Yes, Pixar Fest features one of Disney’s go-to limited event activities: a dance party. And not just one, but two, one in both Disneyland and Disney California Adventure. The Pixar Pals Playtime Party, which goes down several times a day at the Fantasyland Theatre in Disneyland, is a high energy sprint through dance moves and poses inspired by various Pixar characters. A small team of extremely upbeat dancers lead guests through the routines alongside costumed Pixar characters; if a dancer doesn’t think the audience is roaring like a dinosaur enough (the dinosaur dance is accompanied by images of Rex from Toy Story instead of any of the characters from The Good Dinosaur) they’ll dance out into the crowd and implore them to interact. Meanwhile guests can get their photo taken with characters throughout the Theatre’s open spaces. Over at California Adventure, Club Pixar offers a slightly more nocturnal and expansive party; yes, dancers might exhort you to shake it, but here you’ll also find games like cornhole, original Pixar-themed food and drinks, and can watch Pixar’s award-winning animated shorts in a drive-in style experience. 
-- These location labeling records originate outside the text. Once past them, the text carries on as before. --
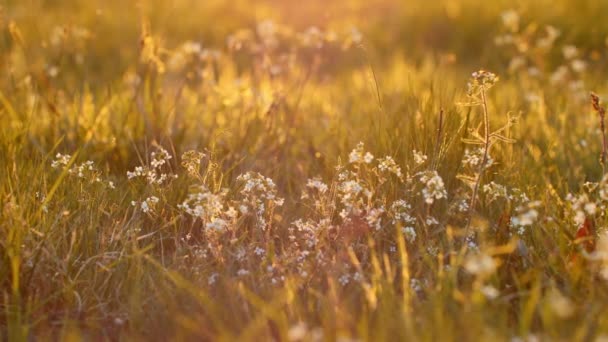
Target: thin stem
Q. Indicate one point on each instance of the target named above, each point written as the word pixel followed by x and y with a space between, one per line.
pixel 484 160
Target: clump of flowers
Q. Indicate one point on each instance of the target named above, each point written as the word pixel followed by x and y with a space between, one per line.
pixel 86 171
pixel 155 172
pixel 434 188
pixel 147 205
pixel 258 197
pixel 208 207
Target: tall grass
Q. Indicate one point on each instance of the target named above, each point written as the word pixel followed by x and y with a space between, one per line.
pixel 204 171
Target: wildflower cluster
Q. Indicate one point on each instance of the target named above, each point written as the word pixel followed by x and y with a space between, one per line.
pixel 154 173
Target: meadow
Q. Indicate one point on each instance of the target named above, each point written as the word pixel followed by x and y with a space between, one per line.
pixel 303 170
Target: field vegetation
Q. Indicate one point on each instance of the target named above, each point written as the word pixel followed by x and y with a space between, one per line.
pixel 303 170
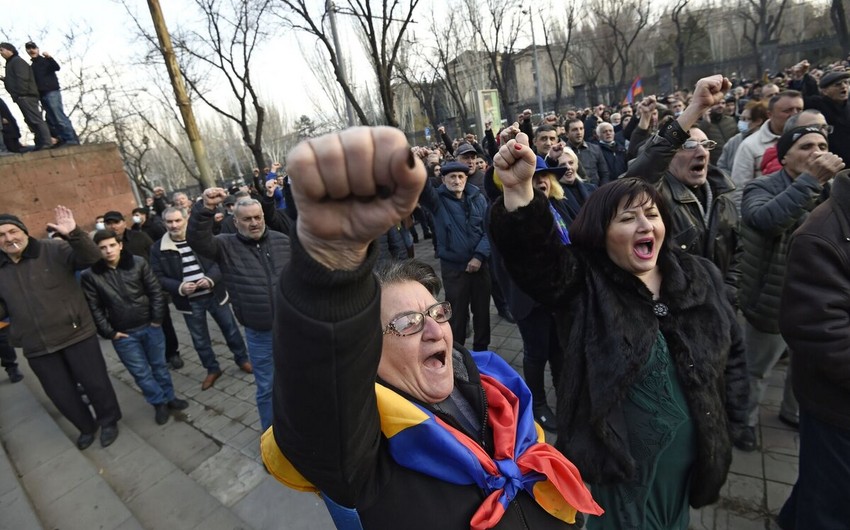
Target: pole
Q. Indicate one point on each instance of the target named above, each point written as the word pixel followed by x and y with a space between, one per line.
pixel 182 97
pixel 331 8
pixel 536 65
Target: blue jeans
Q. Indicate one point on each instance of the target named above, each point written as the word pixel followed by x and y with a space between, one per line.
pixel 59 124
pixel 196 321
pixel 143 353
pixel 260 350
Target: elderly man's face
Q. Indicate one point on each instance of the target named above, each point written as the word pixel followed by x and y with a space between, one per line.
pixel 419 364
pixel 250 221
pixel 13 240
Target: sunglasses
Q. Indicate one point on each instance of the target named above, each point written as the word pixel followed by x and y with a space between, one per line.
pixel 413 322
pixel 690 144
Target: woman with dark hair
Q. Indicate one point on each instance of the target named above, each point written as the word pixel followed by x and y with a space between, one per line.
pixel 649 369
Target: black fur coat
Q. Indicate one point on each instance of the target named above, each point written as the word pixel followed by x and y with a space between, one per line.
pixel 608 327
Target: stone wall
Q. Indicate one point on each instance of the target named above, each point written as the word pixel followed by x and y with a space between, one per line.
pixel 89 179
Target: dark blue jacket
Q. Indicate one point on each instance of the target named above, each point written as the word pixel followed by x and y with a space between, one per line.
pixel 459 224
pixel 167 265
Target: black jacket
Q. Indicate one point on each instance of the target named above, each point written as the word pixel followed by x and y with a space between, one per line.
pixel 124 298
pixel 327 347
pixel 167 266
pixel 715 239
pixel 44 70
pixel 20 81
pixel 773 207
pixel 251 268
pixel 814 316
pixel 608 328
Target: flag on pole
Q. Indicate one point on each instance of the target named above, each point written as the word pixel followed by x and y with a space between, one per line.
pixel 634 91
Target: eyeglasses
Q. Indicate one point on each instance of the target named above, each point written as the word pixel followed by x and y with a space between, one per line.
pixel 692 144
pixel 413 322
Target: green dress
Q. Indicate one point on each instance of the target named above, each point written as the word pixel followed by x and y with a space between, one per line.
pixel 663 443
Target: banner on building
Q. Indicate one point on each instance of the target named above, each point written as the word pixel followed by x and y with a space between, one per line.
pixel 488 108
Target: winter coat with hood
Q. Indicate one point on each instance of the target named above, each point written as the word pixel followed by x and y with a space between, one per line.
pixel 608 328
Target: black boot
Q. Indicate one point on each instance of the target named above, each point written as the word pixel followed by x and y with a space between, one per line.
pixel 534 373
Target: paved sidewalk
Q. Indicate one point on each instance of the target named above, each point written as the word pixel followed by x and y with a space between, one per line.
pixel 758 484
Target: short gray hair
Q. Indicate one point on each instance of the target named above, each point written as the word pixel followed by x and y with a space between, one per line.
pixel 171 209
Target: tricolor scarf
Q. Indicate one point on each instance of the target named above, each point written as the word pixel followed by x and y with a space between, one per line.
pixel 421 441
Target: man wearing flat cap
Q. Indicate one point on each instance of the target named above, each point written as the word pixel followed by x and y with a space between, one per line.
pixel 834 89
pixel 51 321
pixel 20 84
pixel 773 207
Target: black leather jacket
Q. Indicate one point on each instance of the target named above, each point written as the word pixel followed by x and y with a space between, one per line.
pixel 715 239
pixel 124 298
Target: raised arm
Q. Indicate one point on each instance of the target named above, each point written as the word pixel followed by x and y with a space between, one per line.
pixel 327 339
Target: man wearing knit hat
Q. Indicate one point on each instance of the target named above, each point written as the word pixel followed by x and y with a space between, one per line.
pixel 51 321
pixel 20 83
pixel 773 207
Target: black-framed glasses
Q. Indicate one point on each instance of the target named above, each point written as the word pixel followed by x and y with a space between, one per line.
pixel 692 144
pixel 413 322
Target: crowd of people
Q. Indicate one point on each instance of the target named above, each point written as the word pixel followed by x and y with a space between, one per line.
pixel 659 257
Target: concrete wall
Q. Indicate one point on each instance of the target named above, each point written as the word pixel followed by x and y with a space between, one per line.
pixel 88 179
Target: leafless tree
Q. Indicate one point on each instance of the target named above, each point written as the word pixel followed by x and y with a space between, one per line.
pixel 618 24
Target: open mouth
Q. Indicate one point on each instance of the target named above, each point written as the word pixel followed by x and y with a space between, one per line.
pixel 644 248
pixel 438 360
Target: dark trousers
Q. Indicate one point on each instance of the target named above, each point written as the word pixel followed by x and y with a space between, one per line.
pixel 465 290
pixel 8 358
pixel 821 497
pixel 31 110
pixel 60 371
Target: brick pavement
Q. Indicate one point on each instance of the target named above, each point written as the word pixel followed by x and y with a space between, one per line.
pixel 758 484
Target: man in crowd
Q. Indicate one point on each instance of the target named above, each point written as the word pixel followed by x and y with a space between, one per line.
pixel 44 68
pixel 139 244
pixel 459 211
pixel 590 155
pixel 196 288
pixel 773 207
pixel 813 319
pixel 747 164
pixel 613 151
pixel 51 321
pixel 20 84
pixel 127 304
pixel 251 262
pixel 148 222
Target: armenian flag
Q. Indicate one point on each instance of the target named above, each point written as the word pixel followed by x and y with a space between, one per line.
pixel 634 91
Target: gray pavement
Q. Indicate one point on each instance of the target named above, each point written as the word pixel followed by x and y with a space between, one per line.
pixel 203 470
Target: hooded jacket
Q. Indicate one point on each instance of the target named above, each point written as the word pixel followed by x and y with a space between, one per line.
pixel 607 327
pixel 125 298
pixel 41 296
pixel 459 224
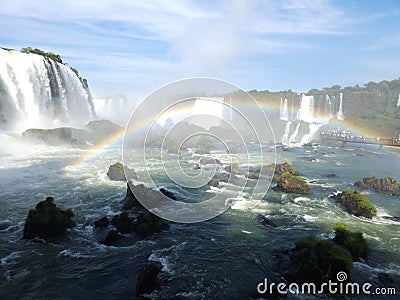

Disneyland is expected to undergo a large transformation over the next several years now that Anaheim has approved the Disneyland Forward plan. In the short term, though, there’s not much new on the horizon for Disneyland Resort, at least in terms of attractions. The Splash Mountain update Tiana’s Bayou Adventure opens this summer, a major new Avengers ride has been announced for Disney California Adventure without an opening date, and Disney has vaguely discussed some kind of Avatar-inspired experience at its California parks, but that’s all we know about. Events like Pixar Fest might not be as significant as a new attraction, but it lets Disney inject a bit of new life and activity into the parks, while also promoting a brand that needs the support after notable pandemic-era struggles. It’s not the kind of addition that will necessarily drive international guests or even East Coasters to fly out to Disneyland, but it’s well-done (and well-intentioned) enough that it’s hard to criticize it too deeply.

Pixar Fest

Popular movies and characters have been a core part of Disneyland from the very beginning. That’s always been the backbone of Fantasyland. It was never the sole focus of the whole park, though, and into the 2000s Disney was introducing new rides and experiences that weren’t tied into intellectual property. Pixar has made some of the best movies ever released under the Disney name, and has a legion of justifiably beloved characters under its belt, so Pixar Fest is almost guaranteed to please audiences. And parts of it, like the nighttime show, and the ratatouille pizza with camembert, are legitimately worth a trip to the parks to experience on your own. But it feels a little mercenary at its core. Historically Imagineering has been fantastic at creating what people want without them even realizing it; now so much of their work is devoted to ideas that are both commercially and creatively safe, responding to what box office receipts and market research have proven people like instead of trying to innovate or challenge that audience. Pixar Fest is certainly fun, with great music and characters that guests will love to meet, and it’s very good at what it tries to be. What that is, though, is most meaningful to locals, who attend Disneyland regularly and are always looking for new reasons to pop back into the parks. It’s a telling snapshot of where the parks are today, and of the philosophy that will continue to guide Imagineering in the near future.